Now let's examine the branch supports from one of these runs, using the tree that you loaded previously into R.

pdf("mars_branch_supports.pdf")
plot(mars_gtr, type = "unrooted", use.edge.length = F)
nodelabels(mars_gtr$node.label, frame = "circle", bg = "white")
dev.off()

Q15. What does this tell you about our overall confidence in marsupial relationships from these data, and which are likely the most difficult relationships to resolve?


Exercise 5

A previous set of analyses has led to the gene trees for several genomic regions. Read and briefly explore these data in R.

mars_trs <- read.tree("/home/projects/22126_NGS/exercises/phylogenomics/marsupials.tree")

# Plot 9 randomly chosen trees from the set
pdf("mars_example_gene_trees.pdf", height = 15, width = 15)
par(mfrow = c(3, 3), mar = c(0.5, 0.5, 0.5, 0.5))
for(i in sample(1:length(mars_trs), 9)) plot(mars_trs[[i]], type = "unrooted", cex = 1.5)
dev.off()

Examine the trees in the PDF and determine whether any of them have surprising relationships at deep branches. Speculate on the possible causes of the discordance (hint: what could be the influence/relevance of the branch lengths?).

Let's use these trees and a fast consensus method of tree inference, and compare the tree with that from maximum likelihood.

mars_cons <- consensus(mars_trs, p = 0.5)

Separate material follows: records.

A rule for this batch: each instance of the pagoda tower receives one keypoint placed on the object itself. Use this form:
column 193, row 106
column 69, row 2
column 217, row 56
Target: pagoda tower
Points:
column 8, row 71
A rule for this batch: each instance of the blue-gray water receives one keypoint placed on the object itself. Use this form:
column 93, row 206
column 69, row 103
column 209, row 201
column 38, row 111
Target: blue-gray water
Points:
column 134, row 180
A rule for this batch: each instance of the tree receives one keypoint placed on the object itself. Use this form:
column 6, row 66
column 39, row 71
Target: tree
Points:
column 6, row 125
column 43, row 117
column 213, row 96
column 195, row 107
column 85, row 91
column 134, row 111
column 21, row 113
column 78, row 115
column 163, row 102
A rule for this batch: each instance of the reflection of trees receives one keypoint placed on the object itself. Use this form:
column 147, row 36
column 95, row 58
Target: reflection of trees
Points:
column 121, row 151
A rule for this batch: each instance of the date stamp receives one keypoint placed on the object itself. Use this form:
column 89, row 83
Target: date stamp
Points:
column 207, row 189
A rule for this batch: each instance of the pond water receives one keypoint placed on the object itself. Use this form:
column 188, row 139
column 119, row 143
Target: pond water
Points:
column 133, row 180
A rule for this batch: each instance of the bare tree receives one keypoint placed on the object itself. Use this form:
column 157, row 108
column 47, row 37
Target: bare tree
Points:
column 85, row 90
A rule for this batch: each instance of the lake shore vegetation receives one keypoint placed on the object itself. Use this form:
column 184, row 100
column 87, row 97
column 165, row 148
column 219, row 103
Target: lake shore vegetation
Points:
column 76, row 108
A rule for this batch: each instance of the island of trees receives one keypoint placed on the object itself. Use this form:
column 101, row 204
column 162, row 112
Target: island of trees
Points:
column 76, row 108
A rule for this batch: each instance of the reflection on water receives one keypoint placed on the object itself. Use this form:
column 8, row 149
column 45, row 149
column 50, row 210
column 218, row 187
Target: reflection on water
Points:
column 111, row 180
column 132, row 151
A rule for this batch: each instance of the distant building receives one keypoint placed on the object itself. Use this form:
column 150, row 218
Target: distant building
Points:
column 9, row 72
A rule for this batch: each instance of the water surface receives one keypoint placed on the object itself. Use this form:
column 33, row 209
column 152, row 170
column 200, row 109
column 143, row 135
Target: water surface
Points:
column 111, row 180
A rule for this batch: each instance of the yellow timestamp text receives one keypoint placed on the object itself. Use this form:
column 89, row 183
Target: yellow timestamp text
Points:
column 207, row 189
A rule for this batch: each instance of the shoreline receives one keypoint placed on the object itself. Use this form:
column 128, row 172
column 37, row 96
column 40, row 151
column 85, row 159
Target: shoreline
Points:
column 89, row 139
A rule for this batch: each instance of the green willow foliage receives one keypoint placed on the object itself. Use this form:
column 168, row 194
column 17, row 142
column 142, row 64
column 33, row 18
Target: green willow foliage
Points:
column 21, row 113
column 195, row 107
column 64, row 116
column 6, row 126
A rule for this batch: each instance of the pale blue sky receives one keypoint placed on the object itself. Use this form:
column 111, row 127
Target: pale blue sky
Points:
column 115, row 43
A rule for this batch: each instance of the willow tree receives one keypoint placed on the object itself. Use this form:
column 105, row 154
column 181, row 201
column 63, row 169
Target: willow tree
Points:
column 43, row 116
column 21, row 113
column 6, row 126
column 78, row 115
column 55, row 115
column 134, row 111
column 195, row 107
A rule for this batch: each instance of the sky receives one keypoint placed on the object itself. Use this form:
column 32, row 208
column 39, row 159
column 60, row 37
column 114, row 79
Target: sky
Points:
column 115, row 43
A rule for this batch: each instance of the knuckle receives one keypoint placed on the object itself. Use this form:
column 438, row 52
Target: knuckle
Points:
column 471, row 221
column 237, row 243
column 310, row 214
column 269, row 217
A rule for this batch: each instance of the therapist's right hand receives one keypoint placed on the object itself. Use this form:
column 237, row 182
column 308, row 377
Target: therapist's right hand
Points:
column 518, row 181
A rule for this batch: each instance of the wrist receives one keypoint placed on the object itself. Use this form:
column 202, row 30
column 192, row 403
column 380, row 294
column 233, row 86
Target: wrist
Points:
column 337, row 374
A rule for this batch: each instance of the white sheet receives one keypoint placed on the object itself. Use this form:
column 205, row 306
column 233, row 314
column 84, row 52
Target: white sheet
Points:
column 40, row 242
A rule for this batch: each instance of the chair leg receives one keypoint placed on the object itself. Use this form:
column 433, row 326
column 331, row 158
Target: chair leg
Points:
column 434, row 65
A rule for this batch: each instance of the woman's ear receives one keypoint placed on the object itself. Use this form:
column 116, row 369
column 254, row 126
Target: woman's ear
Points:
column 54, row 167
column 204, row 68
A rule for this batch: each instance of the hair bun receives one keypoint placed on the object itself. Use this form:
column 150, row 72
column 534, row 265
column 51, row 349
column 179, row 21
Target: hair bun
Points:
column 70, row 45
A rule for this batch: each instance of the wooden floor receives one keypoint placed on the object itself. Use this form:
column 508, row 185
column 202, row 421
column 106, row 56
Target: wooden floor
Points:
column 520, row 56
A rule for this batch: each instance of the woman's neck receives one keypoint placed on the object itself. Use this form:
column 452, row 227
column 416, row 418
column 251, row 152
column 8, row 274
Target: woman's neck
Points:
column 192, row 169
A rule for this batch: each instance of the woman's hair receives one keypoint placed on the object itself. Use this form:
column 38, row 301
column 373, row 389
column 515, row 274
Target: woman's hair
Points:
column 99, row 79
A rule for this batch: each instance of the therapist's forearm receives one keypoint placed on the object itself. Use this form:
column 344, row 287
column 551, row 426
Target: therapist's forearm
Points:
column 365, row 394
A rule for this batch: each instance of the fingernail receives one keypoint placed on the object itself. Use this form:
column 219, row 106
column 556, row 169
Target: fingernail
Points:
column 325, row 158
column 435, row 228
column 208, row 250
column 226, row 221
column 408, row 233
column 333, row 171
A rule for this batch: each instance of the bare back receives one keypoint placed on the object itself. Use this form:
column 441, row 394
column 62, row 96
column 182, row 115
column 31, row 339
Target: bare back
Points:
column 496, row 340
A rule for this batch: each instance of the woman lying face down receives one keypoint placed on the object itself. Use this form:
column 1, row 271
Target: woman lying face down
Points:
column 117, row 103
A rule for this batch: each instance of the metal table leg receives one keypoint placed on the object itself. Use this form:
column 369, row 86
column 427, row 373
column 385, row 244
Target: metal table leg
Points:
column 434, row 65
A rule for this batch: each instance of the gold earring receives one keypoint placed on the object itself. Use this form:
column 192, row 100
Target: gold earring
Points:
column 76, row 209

pdf("mars_main_trees.pdf", height = 7, width = 14)
par(mfrow = c(1, 2))
plot(mars_gtr, type = "unrooted", main = "Max Likelihood (GTR)")
plot(mars_cons, type = "unrooted", main = "Majority-Rule Consensus")
dev.off()

Q16. How would you qualify the signal in the gene trees regarding the early branching events in the marsupial tree, and what do you think were the biological processes that led to this signal?


Exercise 6

Molecular dating is a difficult and advanced analysis. However, we can sometimes rely on fast methods for very large data sets or exploratory analysis. In the following, we root our tree of the marsupials and provide it to a fast dating method. We apply two calibrations: one for the root (65–90 Mya) and one for the split between Koalas and Wombats (2.5–5.5 Mya).

# Root IQ-TREE inference
mars_tr <- root(mars_gtr, "Opossum", resolve.root = T)

# Perform dating analysis
ctrl <- chronos.control(dual.iter.max = 1000)
cal <- data.frame(node = c(20, 12), age.min = c(2.5, 6.5), age.max = c(5.5, 9))
mars_dated <- chronos(mars_tr, calibration = cal, control = ctrl)
mars_dated$edge.length <- mars_dated$edge.length * 10
mars_dated$root.time <- max(branching.times(mars_dated))

# Plot dating analysis
pdf("marsupials_dated.pdf", height = 10, width = 10)
geoscalePhylo(
  mars_dated,
  units = c("Period", "Epoch"),
  boxes = "Epoch",
  width = 3,
  cex.age = 1.5,
  cex.ts = 1.5,
  cex.tip = 1.5
)
dev.off()

Q17. What do these date inferences suggest about the diversification of marsupials with relation to the Cretaceous/Palaeogene mass extinction event, or other major geological transitions?

Q18. What forms of uncertainty are missing in this dated tree figure, and how would you consider incorporating them?